Ismet closed her eyes. That was half her host.
“However,” Fazil broke in, “tell her the rest.”
Arkan leaned forward. “Nearly the entire garrison surrendered. What’s more, most of them stayed out of the fighting entirely. They remained in their bunks and barred the doors. Most of what we fought were the reinforcements from the capital. And, Exarch, they will join us.”

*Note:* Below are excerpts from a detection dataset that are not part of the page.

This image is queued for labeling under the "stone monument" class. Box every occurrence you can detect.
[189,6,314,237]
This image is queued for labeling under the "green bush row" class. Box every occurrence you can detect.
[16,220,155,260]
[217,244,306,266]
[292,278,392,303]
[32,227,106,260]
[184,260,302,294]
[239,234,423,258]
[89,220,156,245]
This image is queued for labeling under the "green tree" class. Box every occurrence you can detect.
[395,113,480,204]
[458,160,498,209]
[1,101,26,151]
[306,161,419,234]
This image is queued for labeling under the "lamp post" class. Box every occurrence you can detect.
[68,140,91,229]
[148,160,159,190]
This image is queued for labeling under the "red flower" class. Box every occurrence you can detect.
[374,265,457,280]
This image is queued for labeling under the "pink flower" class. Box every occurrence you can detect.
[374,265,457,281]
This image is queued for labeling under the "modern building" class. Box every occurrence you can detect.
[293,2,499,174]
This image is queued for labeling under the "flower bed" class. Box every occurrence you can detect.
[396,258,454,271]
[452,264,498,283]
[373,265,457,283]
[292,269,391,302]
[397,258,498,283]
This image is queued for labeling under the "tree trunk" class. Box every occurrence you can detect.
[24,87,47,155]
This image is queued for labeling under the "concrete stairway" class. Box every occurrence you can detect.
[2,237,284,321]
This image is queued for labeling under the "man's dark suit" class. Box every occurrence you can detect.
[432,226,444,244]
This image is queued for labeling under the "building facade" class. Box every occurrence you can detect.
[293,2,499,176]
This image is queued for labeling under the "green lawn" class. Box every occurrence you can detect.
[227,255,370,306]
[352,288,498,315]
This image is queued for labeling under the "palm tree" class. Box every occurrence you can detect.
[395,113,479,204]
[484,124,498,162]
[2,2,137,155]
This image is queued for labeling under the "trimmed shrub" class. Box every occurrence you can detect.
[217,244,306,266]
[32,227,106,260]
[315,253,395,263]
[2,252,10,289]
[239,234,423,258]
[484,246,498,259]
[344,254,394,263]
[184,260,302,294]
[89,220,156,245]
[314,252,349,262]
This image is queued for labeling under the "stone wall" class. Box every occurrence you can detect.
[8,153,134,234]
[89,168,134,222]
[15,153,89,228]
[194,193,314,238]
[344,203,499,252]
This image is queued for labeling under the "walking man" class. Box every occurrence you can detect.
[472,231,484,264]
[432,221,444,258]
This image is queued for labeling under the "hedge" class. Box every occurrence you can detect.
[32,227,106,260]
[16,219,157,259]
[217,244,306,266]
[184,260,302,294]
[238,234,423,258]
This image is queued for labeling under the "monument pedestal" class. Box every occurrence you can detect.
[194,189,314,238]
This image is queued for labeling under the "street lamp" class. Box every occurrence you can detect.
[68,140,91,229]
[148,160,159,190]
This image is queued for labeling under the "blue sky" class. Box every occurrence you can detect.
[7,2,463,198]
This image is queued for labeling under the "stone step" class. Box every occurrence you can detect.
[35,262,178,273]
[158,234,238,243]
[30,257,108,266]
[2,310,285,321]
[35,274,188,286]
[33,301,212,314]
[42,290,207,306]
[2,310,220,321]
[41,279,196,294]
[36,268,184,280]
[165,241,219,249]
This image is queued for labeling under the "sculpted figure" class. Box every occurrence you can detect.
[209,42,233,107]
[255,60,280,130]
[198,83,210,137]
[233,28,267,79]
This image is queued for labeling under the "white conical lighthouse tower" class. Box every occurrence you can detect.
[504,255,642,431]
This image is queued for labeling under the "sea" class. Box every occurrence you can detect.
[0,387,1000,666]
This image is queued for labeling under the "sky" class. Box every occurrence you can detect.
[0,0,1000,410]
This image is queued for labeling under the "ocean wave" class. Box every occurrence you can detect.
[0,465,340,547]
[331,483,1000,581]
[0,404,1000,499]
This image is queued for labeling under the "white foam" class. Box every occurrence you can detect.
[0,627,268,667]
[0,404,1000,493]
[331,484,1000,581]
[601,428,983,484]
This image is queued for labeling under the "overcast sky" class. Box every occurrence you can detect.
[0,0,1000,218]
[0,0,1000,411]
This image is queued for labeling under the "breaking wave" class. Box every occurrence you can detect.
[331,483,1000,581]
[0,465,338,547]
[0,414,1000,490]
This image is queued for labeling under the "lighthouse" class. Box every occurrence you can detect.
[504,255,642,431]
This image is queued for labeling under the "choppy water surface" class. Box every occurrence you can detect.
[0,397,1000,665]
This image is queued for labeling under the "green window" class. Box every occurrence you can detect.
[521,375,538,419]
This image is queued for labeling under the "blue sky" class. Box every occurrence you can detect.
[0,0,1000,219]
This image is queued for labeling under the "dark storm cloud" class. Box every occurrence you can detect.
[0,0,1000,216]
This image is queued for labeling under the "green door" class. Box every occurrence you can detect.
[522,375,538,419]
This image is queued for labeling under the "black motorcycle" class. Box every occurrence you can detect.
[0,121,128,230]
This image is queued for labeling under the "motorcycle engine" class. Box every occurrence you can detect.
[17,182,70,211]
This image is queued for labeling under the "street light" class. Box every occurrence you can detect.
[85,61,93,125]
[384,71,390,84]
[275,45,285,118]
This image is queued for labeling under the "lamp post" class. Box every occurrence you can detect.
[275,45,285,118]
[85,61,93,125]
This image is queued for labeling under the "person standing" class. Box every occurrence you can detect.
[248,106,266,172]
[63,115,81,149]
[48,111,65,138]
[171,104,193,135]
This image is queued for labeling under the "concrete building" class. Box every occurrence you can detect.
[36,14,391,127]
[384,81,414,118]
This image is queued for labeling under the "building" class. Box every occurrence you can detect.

“Join us?” Ismet blinked, unable to comprehend.
“Malik killed their commander,” her father explained. “And we came under the light of two Angelus. We will leave our wounded to hold the pass, and take Rizqullah ibn Zayyan’s men with us to Ma?īn. Ismet, we will march with more men than before we reached the pass. We will bring over a thousand soldiers against the traitors.”
Ismet exhaled. It was better than she’d had any right to expect. “Let the men sleep and eat,” she said. “And treat the wounded. Then, we march.”